Over the years my wife and I have added major gains to our asset portfolio through the cap gains exemption alone. In 2014 we made $75k on the sale of our the first home we bought (2br apt in NYC). And we are about to close on the sale of our previous apartment (3br/2ba NYC apt) which we did a major reno to and will take home about $250k. That's $325k in profit, all tax free, in 6 years. We've moved to NC recently, and are looking at doing some major value add renovations to our house here, which we think should add about another $200k in equity value once we are done, and the appreciation here will likely add even more. Chances are we will stay here for at least 5 years, but regardless of when we decide to move, we know we will have another large chunk of tax free profit to reinvest should we decide to sell our current home again.

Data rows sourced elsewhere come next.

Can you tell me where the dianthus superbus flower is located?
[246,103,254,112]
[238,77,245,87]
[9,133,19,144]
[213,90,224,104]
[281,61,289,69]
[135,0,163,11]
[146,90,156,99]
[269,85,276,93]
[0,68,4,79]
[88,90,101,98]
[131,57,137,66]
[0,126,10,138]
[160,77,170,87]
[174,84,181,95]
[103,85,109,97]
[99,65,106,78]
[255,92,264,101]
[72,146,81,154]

But, this is all simply one strategy we've used to build up wealth, and highlights only one area of our overall asset portfolio. The smartest investors I know of think more carefully about spreading out their risk, building safety nets, and never over-extending themselves too far on any single risk. For us, that means that home ownership is one tool we've used to build an ever increasing wealth portfolio. For example, I've worked almost 20 years in a union job and have build up some great retirement benefits, that has taken a huge amount of pressure off us as we think about how to use the resources we have today to maximize our returns. My wife has a very well paid position at this time, and we've been maxing out her retirement contributions, and then looking to save even more in various stock and bond options. We also make sure the only debt we carry long term is related to real estate and we never take on more debt than we have the assets to pay off in case of emergency. Credit cards a tool we use to spend efficiently and build credit scores up. We do not carry balances on high interest cards (we may do that on zero interest cards for short time periods to smooth out cash flow (like when we bought new appliances for our house) if we have the savings to pay off the balance).
We're not rolling in it Scrooge McDuck style by any means, but we are at a place now in our 40's where we are beginning to enjoy the fruits of our labor and sacrifices made in our 30's. And I also know that our circumstances can be illustrative (and hopefully encouraging) to others, but we're just one example and our situation is not directly applicable to anyone else. There is no one size fits all strategy that will guarantee a stress free, FIRE lifestyle of ease and luxury. But there are definitely way everyone can leverage what they have at this moment and build smartly for the long term. A primary home is one tool that can be used really effectively, but it should never been your only tool. That's like a carpenter who only comes to the job with a wrench in his pocket.